Sexo incestuoso e homossexualismo em doses crescentes levantam a temperatura em ``Engraçadinha", série brasileira exibida pela Globo de terça a sexta às 22h30.
Foi Nelson Rodrigues quem escreveu a primeira novela de televisão brasileira, ``A Morta Sem Espelho", de 1963. Mas o grande dramaturgo, jornalista e romancista foi pouco aproveitado na televisão. Sistematicamente censurado no passado, agora anunciado na vinheta global como ``genial", Nelson Rodrigues chega à ``série brasileira" em uma adaptação bastante interessante de seu romance-folhetim ``Asfalto Selvagem" (Companhia das Letras), dirigida por Denise Saraceni.
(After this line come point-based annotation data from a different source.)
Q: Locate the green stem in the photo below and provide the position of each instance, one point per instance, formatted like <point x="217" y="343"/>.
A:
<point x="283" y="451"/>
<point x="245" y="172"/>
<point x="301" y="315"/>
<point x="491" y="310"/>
Além dos diálogos ácidos, a produção bem-cuidada admite enquadramentos e movimentos de câmera cinematográficos. O cenário teatral é em geral feliz -com exceção da mansão da família, reaproveitada da novela ``Fera Ferida" e deslocada no contexto.
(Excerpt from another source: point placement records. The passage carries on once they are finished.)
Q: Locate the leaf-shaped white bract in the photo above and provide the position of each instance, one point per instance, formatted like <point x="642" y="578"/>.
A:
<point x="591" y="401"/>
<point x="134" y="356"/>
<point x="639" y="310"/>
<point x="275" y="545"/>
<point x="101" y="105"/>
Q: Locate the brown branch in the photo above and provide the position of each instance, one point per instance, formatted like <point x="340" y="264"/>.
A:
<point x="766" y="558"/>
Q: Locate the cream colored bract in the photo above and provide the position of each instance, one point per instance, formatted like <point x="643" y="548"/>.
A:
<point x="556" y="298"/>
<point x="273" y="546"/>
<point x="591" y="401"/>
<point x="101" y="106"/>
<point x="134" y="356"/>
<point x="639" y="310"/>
Algumas interpretações são primorosas, como as da estreante Alessandra Negrini, protagonista da primeira fase do seriado, de Claudio Corrêa e Castro (Dr. Arnaldo) e Sérgio Mamberti (Nonô).
A adaptação de Leopoldo Serran seguiu o texto original de perto, sintetizando capítulos e concentrando diálogos reproduzidos na íntegra. Mas, em alguns momentos, o deslocamento de ações originalmente situadas na casa de Engraçadinha para a rua, a porta do cinema ou o gabinete do deputado na Assembléia Legislativa diminui a força claustrofóbica do original, resultante da concentração da ação no cenário domiciliar.
``Não acredito em novela realista. O que gosto é da fantasia, quanto mais delirante melhor", declarou Nelson Rodrigues em 1973. Com sua predileção pelo universo pervertido e escatológico oculto nas relações domésticas e com suas severas críticas à esquerda, o autor passava ao largo do projeto ``nacional-popular" de seus colegas noveleiros globais.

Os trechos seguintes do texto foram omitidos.